To run the adiabatic quantum computation efficiently and design a set of test experiments we teamed up with the QUTIS group at the University of the Basque Country in Bilbao, Spain, led by Prof. E. Solano and Dr. L. Lamata, who are experts in synthesizing digital algorithms. It’s the largest digital algorithm to date, with up to nine qubits and using over one thousand logic gates.

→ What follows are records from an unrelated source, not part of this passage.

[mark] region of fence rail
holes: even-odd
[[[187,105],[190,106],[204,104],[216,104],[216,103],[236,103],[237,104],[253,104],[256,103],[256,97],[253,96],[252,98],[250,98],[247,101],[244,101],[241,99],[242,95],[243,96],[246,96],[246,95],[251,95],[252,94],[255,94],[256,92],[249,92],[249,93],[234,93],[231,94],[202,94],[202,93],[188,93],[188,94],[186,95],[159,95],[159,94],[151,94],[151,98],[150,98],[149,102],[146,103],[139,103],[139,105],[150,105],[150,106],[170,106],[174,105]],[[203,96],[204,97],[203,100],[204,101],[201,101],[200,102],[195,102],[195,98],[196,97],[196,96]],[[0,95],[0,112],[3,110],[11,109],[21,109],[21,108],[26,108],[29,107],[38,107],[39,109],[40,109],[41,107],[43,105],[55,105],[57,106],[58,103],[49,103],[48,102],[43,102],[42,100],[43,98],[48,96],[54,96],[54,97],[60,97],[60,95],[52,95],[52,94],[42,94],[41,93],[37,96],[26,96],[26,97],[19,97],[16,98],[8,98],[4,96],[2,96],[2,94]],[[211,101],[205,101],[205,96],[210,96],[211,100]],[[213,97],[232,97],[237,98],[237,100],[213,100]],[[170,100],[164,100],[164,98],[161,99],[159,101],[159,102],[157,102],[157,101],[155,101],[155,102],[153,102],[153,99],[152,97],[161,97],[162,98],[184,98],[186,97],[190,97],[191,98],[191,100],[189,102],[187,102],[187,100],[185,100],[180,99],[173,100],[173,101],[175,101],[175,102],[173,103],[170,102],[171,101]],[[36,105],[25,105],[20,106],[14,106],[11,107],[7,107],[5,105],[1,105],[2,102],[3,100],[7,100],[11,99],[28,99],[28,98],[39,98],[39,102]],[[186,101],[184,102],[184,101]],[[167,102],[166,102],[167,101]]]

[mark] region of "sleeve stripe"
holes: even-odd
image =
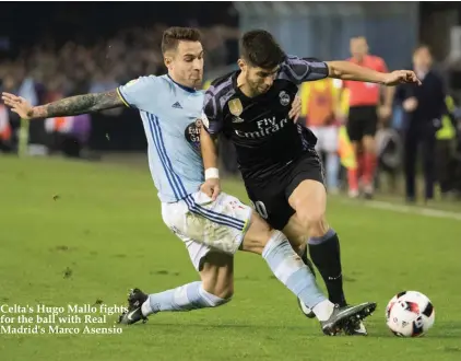
[[[118,96],[120,96],[120,100],[123,102],[123,104],[127,107],[131,108],[130,104],[126,101],[126,98],[123,97],[123,95],[121,95],[120,88],[117,88],[117,94],[118,94]]]

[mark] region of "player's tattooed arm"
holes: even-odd
[[[49,103],[33,108],[34,117],[70,116],[85,113],[94,113],[104,109],[122,107],[123,102],[116,90],[104,93],[84,94]]]
[[[117,90],[66,97],[39,106],[32,106],[23,97],[9,93],[3,93],[2,100],[11,107],[12,112],[17,113],[24,119],[71,116],[125,106]]]

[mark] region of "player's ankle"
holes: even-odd
[[[331,317],[333,310],[334,303],[330,300],[323,300],[314,306],[312,312],[316,314],[318,321],[323,322]]]
[[[151,306],[150,298],[147,298],[147,300],[145,300],[145,302],[141,305],[141,313],[144,317],[147,317],[149,315],[154,313]]]

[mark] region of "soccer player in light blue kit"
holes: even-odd
[[[205,178],[200,154],[203,93],[203,49],[193,28],[164,33],[162,51],[168,74],[141,77],[117,90],[64,98],[32,107],[25,100],[3,93],[3,101],[21,117],[70,116],[119,106],[137,108],[149,143],[149,164],[162,201],[166,225],[185,243],[201,281],[161,293],[134,289],[119,322],[133,324],[163,311],[215,307],[233,295],[233,260],[238,251],[262,255],[272,272],[314,310],[322,330],[335,335],[353,318],[366,317],[375,303],[339,307],[316,284],[309,268],[280,231],[270,226],[237,198],[221,193],[211,199],[200,191]]]

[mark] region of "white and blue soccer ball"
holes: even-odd
[[[433,327],[435,310],[430,300],[417,291],[395,294],[386,307],[386,324],[399,337],[418,337]]]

The crucial advantage for the future is that this digital implementation is fully compatible with known quantum error correction techniques, and can therefore be protected from the effects of noise. Otherwise, the noise will set a hard limit, as even the slightest amount can derail the state from following the fragile path to the solution. Since each quantum bit and interaction element can add noise to the system, some of the most important problems are well beyond reach, as they have many degrees of freedom and need a high connectivity. But with error correction, this approach becomes a general-purpose algorithm which can be scaled to an arbitrarily large quantum computer.